Лорд Саксон, закрыв за ним дверь, прошел к брату, неподвижно сидевшему в кресле.
– Джулиан, мужайся. Я уверен, ты выстоишь. Ты и сам знаешь это. – Он потрепал его по плечу. – Нужно просто немного потерпеть.
– Потерпеть, – как эхо повторил Джулиан. – Конечно, Сакс. Я потерплю. Похоже, времени у меня теперь предостаточно. – Его голос дрогнул. – Целая жизнь… И я проживу ее на суше. Компания, конечно же… назначит… щедрую пенсию.
Мари, прикрыв ладонью рот, закрыла глаза, полные слез. Какую страшную беду принесло ее изобретение! Неважно, винит он ее или нет, но она-то знает, что виновата во всем она.
Саксон расправил плечи.
– Они не посмеют дать тебе отставку. Я свяжусь с управляющим и…
– Нет. – Джулиан вдруг поднялся. – Я сам буду разговаривать с ним. Я все улажу сам. Завтра же. А сейчас я… хочу… – Он направился к двери, шагая неловко и неуверенно, словно его ноги одеревенели я не помнили дороги. – Мне нужно… побыть одному.
Судя по испугу, мелькнувшему в глазах его родных, подобные желания он высказывал не часто.
Как замороженные сидели они на своих местах, меж тем как Джулиан стесненно пробирался к двери. Мари знала, что все испытывают одно и то же желание – броситься ему на помощь, но никто не осмеливался сделать этого.
Он вышел один, и они слушали, как звучали его шаги в холле, слышали каждый шаг, медленный и отчетливый… пока лакей не притворил дверь.

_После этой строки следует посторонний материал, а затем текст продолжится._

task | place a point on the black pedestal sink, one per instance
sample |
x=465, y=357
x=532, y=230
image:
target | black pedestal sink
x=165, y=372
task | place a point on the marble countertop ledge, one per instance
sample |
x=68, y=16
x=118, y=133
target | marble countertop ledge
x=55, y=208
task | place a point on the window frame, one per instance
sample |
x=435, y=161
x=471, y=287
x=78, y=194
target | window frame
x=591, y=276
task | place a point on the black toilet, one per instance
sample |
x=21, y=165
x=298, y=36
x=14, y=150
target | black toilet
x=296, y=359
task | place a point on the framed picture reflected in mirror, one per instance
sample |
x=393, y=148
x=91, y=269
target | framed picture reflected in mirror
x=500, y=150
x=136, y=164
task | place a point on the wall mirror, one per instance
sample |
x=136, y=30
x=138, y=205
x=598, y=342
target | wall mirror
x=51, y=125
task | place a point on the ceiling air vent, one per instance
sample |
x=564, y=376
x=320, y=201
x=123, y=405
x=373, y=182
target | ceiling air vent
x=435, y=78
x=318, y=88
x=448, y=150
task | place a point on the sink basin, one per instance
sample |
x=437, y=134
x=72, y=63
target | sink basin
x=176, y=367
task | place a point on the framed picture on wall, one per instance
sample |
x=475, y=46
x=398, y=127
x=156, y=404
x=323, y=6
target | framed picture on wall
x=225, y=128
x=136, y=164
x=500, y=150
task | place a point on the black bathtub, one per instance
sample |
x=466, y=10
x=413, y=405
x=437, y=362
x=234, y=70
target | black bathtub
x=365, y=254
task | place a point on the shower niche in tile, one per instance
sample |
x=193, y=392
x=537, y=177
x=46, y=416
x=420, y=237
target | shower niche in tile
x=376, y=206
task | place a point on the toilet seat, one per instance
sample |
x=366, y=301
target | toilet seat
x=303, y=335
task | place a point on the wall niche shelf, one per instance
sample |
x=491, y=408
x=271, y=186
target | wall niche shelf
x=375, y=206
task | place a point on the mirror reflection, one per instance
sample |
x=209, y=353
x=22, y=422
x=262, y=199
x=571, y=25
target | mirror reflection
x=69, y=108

В гостиной стояла гробовая тишина.
Никто не произнес ни слова. Мари подумала, что, наверное, ей следует извиниться и удалиться к себе, но сейчас она почему-то не хотела оставаться одна.
Все молчали. Герцогиня заплакала.
– Извините, – сказала она, вытаскивая отороченный кружевами носовой платочек. – Я ни на секунду не сомневалась, что мы сегодня будем праздновать его выздоровление! Господа, как же он теперь… как он сможет… – Она встала, не в силах справиться со слезами. – Извините, дети, я оставлю вас.
Она поспешно удалилась. Ашиана, обменявшись взглядом с мужем, вышла за ней.
И Мари осталась с лордом Саксоном… и Максом. Она вдруг почувствовала себя неловко и неуютно и поднялась, чтобы уйти.
– Мадемуазель, погодите, – решительно остановил ее Макс. – Я хочу поговорить с вами.
– Милорд, – устало произнесла она, впервые обращаясь к нему после того разговора в его комнате. – Я не думаю, что у нас есть что сказать друг другу.
– Есть несколько обстоятельств, которые требуют обсуждения, – с холодной официальностью возразил он. – И я прошу вас уделить мне несколько минут.
Мари не присела, оставаясь стоять у кресла.
Лорд Саксон подошел к брату и, наклонившись к нему, что-то сказал, – что именно, Мари не слышала, но похоже, он спрашивал о чем-то, поскольку Макс кивнул и ответил: «Да».
Старший брат, видно, остался недоволен ответом – нахмурившись, он бросил быстрый взгляд на Мари.
Однако спорить не стал.
– Прошу извинить меня, мадемуазель. – Он учтиво поклонился и вышел.
Дверь закрылась за ним с тихим щелчком.
Этот щелчок она прочувствовала до кончиков пальцев на ногах.
Она стояла, глядя на подлокотник кресла. Ее палец, двигаясь по нему, повторял причудливый орнамент обивки. Она ждала.
А Макс между тем молчал. Она чувствовала на себе его взгляд, он скользил по ее лицу – от узла волос на голове до верхней кромки ее изумрудно-зеленого платья. Напряжение нарастало, пока ей не показалось, что сердце выскочит у нее из груди.
– Милорд, – не выдержав, промолвила она. – Вы сказали, что хотите обсудить что-то.
– Да. Три обстоятельства. – Его голос звучал по-прежнему холодно и отчужденно. – Но сначала я хочу задать вам один вопрос. Насколько я понял, вы желаете уехать отсюда. У вас есть какие-то планы на будущее? Что вы собираетесь делать, покинув наш дом?
– Даже будь у меня какие-то планы, милорд, обсуждать их с вами я бы не стала.